Capture traces without Android Studio by following the steps detailed in
[System Tracing app](https://developer.android.com/topic/performance/tracing/on-device).

In this example, the same TFLite events were captured and saved to the Perfetto
or Systrace format depending on the version of Android device. The captured
trace files can be opened in the [Perfetto UI](https://ui.perfetto.dev/#!/).

![Perfetto trace](images/perfetto_traces.png)

### Trace TensorFlow Lite internals in iOS

Note: This feature is available from Tensorflow Lite v2.5.

Internal events from the TensorFlow Lite interpreter of an iOS app can be
captured by
[Instruments](https://developer.apple.com/library/archive/documentation/ToolsLanguages/Conceptual/Xcode_Overview/MeasuringPerformance.html#//apple_ref/doc/uid/TP40010215-CH60-SW1)
tool included with Xcode. They are the iOS
[signpost](https://developer.apple.com/documentation/os/logging/recording_performance_data)
events, so the captured events from Swift/Objective-C code are seen together
with TensorFlow Lite internal events.

Some examples of events are:

*   Operator invocation
*   Graph modification by delegate
*   Tensor allocation

#### Enable TensorFlow Lite tracing

Set the environment variable `debug.tflite.trace` by following the steps below:

1.  Select **Product > Scheme > Edit Scheme...** from the top menus of Xcode.

2.  Click 'Profile' in the left pane.

3.  Deselect 'Use the Run action's arguments and environment variables'
    checkbox.

4.  Add `debug.tflite.trace` under 'Environment Variables' section.

    ![Set environment variable](images/xcode_profile_environment.png)

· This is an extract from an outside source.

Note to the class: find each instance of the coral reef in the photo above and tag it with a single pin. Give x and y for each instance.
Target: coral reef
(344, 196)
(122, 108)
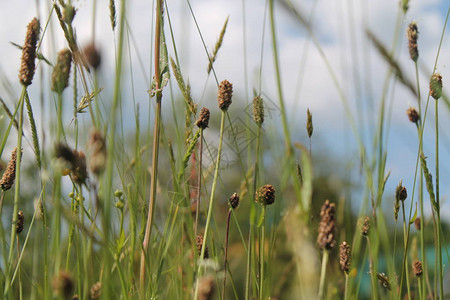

If you want to exclude TensorFlow Lite events when profiling the iOS app,
disable tracing by removing the environment variable.

#### XCode Instruments

Capture traces by following the steps below:

1.  Select **Product > Profile** from the top menus of Xcode.

2.  Click **Logging** among profiling templates when Instruments tool launches.

3.  Press 'Start' button.

4.  Press 'Stop' button.

5.  Click 'os_signpost' to expand OS Logging subsystem items.

6.  Click 'org.tensorflow.lite' OS Logging subsystem.

7.  Investigate the trace result.

    ![Xcode Instruments trace](images/xcode_traces.png)

In this example, you can see the hierarchy of events and statistics for each
operator time.

### Using the tracing data

The tracing data allows you to identify performance bottlenecks.

Here are some examples of insights that you can get from the profiler and
potential solutions to improve performance:

*   If the number of available CPU cores is smaller than the number of inference
    threads, then the CPU scheduling overhead can lead to subpar performance.
    You can reschedule other CPU intensive tasks in your application to avoid
    overlapping with your model inference or tweak the number of interpreter
    threads.
*   If the operators are not fully delegated, then some parts of the model graph
    are executed on the CPU rather than the expected hardware accelerator. You
    can substitute the unsupported operators with similar supported operators.